Straub R E, MacLean C J, O'Neill F A, Burke J, Murphy B, Duke F, Shinkwin R, Webb B T, Zhang J, Walsh D
Department of Psychiatry, Medical College of Virginia, Virginia Commonwealth University, Richmond 23298, USA.
Nat Genet. 1995 Nov;11(3):287-93. doi: 10.1038/ng1195-287.
In 265 Irish pedigrees, with linkage analysis we find evidence for a vulnerability locus for schizophrenia in region 6p24-22. The greatest lod score, assuming locus heterogeneity, is 3.51 (P = 0.0002) with D6S296. Another test, the C test, also supported linkage, the strongest results being obtained with D6S296 (P = 0.00001), D6S274 (P = 0.004) and D6S285 (P = 0.006). Non-parametric analysis yielded suggestive, but substantially weaker, findings. This locus appears to influence the vulnerability to schizophrenia in roughly 15 to 30% of our pedigrees. Evidence for linkage was maximal using an intermediate phenotypic definition and declined when this definition was narrowed or was broadened to include other psychiatric disorders.

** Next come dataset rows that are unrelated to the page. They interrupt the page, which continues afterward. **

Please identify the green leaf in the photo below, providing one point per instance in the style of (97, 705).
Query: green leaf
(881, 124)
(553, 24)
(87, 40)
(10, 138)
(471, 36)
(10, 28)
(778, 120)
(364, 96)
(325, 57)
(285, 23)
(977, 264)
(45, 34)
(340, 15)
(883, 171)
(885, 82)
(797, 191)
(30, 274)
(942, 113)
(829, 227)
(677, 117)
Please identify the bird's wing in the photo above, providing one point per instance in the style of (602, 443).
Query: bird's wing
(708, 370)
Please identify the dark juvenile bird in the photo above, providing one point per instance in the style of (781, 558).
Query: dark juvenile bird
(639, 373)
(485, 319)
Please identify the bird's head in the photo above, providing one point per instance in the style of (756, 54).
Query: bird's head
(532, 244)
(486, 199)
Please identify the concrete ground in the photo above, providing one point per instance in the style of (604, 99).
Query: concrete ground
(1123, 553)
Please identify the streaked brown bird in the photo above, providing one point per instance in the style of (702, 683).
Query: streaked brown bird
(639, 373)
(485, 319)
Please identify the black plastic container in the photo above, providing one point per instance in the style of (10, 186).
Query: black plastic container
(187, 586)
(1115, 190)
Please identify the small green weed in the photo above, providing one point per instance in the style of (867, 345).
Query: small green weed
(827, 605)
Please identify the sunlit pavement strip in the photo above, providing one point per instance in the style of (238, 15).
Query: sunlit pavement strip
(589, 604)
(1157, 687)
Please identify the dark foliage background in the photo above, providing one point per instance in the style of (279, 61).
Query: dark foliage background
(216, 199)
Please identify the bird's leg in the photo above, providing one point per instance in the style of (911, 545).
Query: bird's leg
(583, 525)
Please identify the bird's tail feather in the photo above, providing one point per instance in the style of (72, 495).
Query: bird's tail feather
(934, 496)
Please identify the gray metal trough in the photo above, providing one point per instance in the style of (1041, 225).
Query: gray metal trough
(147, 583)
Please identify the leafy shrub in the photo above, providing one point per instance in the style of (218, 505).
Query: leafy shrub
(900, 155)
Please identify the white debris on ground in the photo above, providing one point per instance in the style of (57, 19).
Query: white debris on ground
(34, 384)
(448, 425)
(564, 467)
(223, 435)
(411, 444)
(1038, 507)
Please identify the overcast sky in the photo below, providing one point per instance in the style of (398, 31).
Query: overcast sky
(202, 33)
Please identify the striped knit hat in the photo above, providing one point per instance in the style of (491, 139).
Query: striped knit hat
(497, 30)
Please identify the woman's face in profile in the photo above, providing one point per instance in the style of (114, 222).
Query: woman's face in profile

在265个爱尔兰家系中,通过连锁分析,我们在6p24 - 22区域发现了精神分裂症易患位点的证据。假设位点异质性,与D6S296的最大对数优势分数为3.51(P = 0.0002)。另一项检验,即C检验,也支持连锁关系,最强的结果是与D6S296(P = 0.00001)、D6S274(P = 0.004)和D6S285(P = 0.006)获得的。非参数分析得出了提示性但明显较弱的结果。在我们大约15%至30%的家系中,该位点似乎影响对精神分裂症的易感性。使用中间型表型定义时连锁证据最强,当该定义变窄或扩大以包括其他精神障碍时,证据减弱。